Translocation of the C Terminus of a Tail-anchored Protein across the Endoplasmic Reticulum Membrane in Yeast Mutants Defective in Signal Peptide-driven Translocation

C-tail-anchored proteins are defined by an N-terminal cytosolic domain followed by a transmembrane anchor close to the C terminus. Their extreme C-terminal polar residues are translocated across membranes by poorly understood post-translational mechanism(s). Here we have used the yeast system to study translocation of the C terminus of a tagged form of mammalian cytochrome b 5 , carrying an N -glycosylation site in its C-terminal domain ( b 5 -Nglyc). Utilization of this site was adopted as a rigorous criterion for translocation across the ER membrane of yeast wild-type and mutant cells. The C terminus of b 5 -Nglyc was rapidly glycosylated in mutants where Sec61p was defective and incapable of translocating carboxypeptidase Y, a well known substrate for post-translational translocation. Likewise, inactivation of several other components of the translocon machinery had no effect on b 5 -Nglyc translocation. The kinetics of translocation were faster for b 5 -Nglyc than for a signal peptide-containing reporter.

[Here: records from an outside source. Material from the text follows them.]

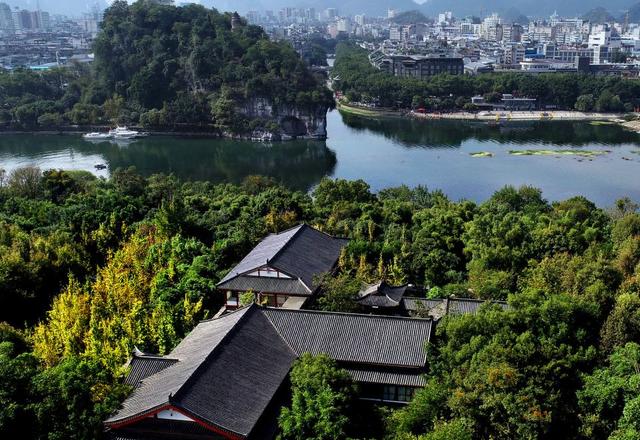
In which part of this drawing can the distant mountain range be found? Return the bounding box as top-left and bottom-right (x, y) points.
(201, 0), (637, 17)
(0, 0), (640, 18)
(0, 0), (110, 17)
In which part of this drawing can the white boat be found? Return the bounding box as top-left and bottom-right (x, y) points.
(109, 127), (144, 139)
(82, 132), (112, 141)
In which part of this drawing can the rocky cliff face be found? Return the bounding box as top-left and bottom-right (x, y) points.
(238, 98), (328, 139)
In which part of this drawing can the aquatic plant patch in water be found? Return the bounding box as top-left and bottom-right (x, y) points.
(509, 150), (611, 157)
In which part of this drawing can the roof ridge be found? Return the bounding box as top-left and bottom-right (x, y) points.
(171, 304), (257, 404)
(259, 306), (433, 322)
(260, 307), (300, 357)
(200, 304), (251, 328)
(267, 223), (313, 268)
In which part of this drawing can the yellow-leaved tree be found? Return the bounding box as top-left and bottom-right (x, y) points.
(33, 227), (203, 371)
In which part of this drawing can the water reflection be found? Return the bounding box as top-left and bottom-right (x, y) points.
(340, 113), (639, 148)
(0, 135), (336, 190)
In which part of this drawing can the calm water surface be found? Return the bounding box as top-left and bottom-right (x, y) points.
(0, 112), (640, 206)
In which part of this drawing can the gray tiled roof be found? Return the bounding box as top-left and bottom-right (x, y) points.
(357, 281), (407, 307)
(106, 305), (432, 436)
(125, 354), (178, 388)
(218, 224), (347, 291)
(264, 309), (431, 368)
(176, 307), (296, 435)
(106, 309), (249, 423)
(215, 275), (311, 296)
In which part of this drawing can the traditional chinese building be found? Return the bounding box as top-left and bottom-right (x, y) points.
(218, 224), (347, 309)
(105, 305), (433, 440)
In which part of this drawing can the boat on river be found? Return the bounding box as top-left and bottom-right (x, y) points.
(82, 131), (112, 141)
(109, 127), (147, 139)
(82, 127), (149, 141)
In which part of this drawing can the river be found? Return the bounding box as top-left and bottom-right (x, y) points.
(0, 111), (640, 206)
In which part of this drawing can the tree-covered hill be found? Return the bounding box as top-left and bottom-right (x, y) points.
(0, 0), (333, 137)
(0, 168), (640, 440)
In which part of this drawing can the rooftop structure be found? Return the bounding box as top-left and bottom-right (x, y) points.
(218, 224), (347, 308)
(356, 282), (508, 320)
(105, 305), (433, 439)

Depletion of the cellular ATP pool to a level that retarded Sec61p-dependent post-translational translocation still allowed translocation of b 5 -Nglyc. Similarly, only low ATP concentrations (below 1 μ m ), in addition to cytosolic protein(s), were required for in vitro translocation of b 5 -Nglyc into mammalian microsomes. Thus, translocation of tail-anchored b 5 -Nglyc proceeds by a mechanism different from that of signal peptide-driven post-translational translocation.